In the above formula, hc.z is the depth value of palm, T is the thickness threshold of palm, depth(x, y) is the depth value of the point (x, y) in the original depth image captured by Kinect. Hand (x, y) is the value of the point (x, y) in the separated hand depth image after binarization.

In order to facilitate viewing the results, the part of the hand is highlighted with a white rectangle. The binarization hand depth image was separated by the nearest neighbor domain method. The hand segmentation effect diagram obtained in the experiment and the original depth image captured by Kinect are shown in Fig. 2.

Figure 2
figure 2

Hand segmentation effect.

After separating the binary image of hand from the depth of the depth map, the hand contour needs to be extracted from the binary image to facilitate the calculation of convex hull. In this paper, a relatively simple method is adopted to obtain the hand contour: The binarization image was traversed line by line, and a variable PreColor was used to mark the color value of the previous pixel point. The color value of the current pixel point was compared with PreColor each time. If the color value was different, that is, the color changed, which indicated that the current point was a point on the Contour, and the point was saved to {Contour} set. After traversing the whole image, an array {Contour} containing all Contour points was obtained, which was used as the input of the convex hull calculation in the next step. The fingertip recognition algorithm proposed in this paper is based on convex envelope calculation.

The motion sensing fitting system in this paper is based on gesture interaction, so the definition and judgment of gesture is very important. Gestures can be divided into many types, but as for interaction methods, it is not good to be too detailed or too complex, which will cause trouble for users to operate, and the efficiency and accuracy of complex gesture recognition will be greatly reduced. Therefore, in line with the idea of simplicity and good interactivity, only "grab" gesture is defined in this system in response to the "OK" command.

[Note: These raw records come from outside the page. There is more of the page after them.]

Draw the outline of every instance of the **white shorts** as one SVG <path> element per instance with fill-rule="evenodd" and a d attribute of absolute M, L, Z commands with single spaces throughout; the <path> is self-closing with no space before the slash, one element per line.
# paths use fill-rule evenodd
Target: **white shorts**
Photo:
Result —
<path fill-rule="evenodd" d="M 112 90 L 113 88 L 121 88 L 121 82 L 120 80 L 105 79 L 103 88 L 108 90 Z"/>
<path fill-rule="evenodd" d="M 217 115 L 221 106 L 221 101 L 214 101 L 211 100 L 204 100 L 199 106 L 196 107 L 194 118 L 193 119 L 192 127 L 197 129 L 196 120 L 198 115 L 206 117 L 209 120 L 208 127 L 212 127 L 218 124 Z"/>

The GUI of this system is all "button" type. In common operating systems that use mouse interaction, the response of buttons is through the mouse "click" command. However, in somatosensory interaction, although OpenNI provides the "press" gesture interface similar to the "click" command, the effect is always not ideal and the operation is not convenient enough. In contrast, "grab" action as the most basic hand action, it is convenient to complete, so this paper defines "grab" action to achieve the effect of "click". Gesture judgment in this paper also revolves around "grab" gesture.

"Grasping" action can be divided into "open" and "holding up" two continuous states. Each state can be judged by tipsN, the number of fingertips obtained in the previous step. In view of the complexity of hand shape, interference of convex envelope or fingertip loss may occur occasionally during fingertip recognition. In this case, the palm state can be determined by setting a threshold T.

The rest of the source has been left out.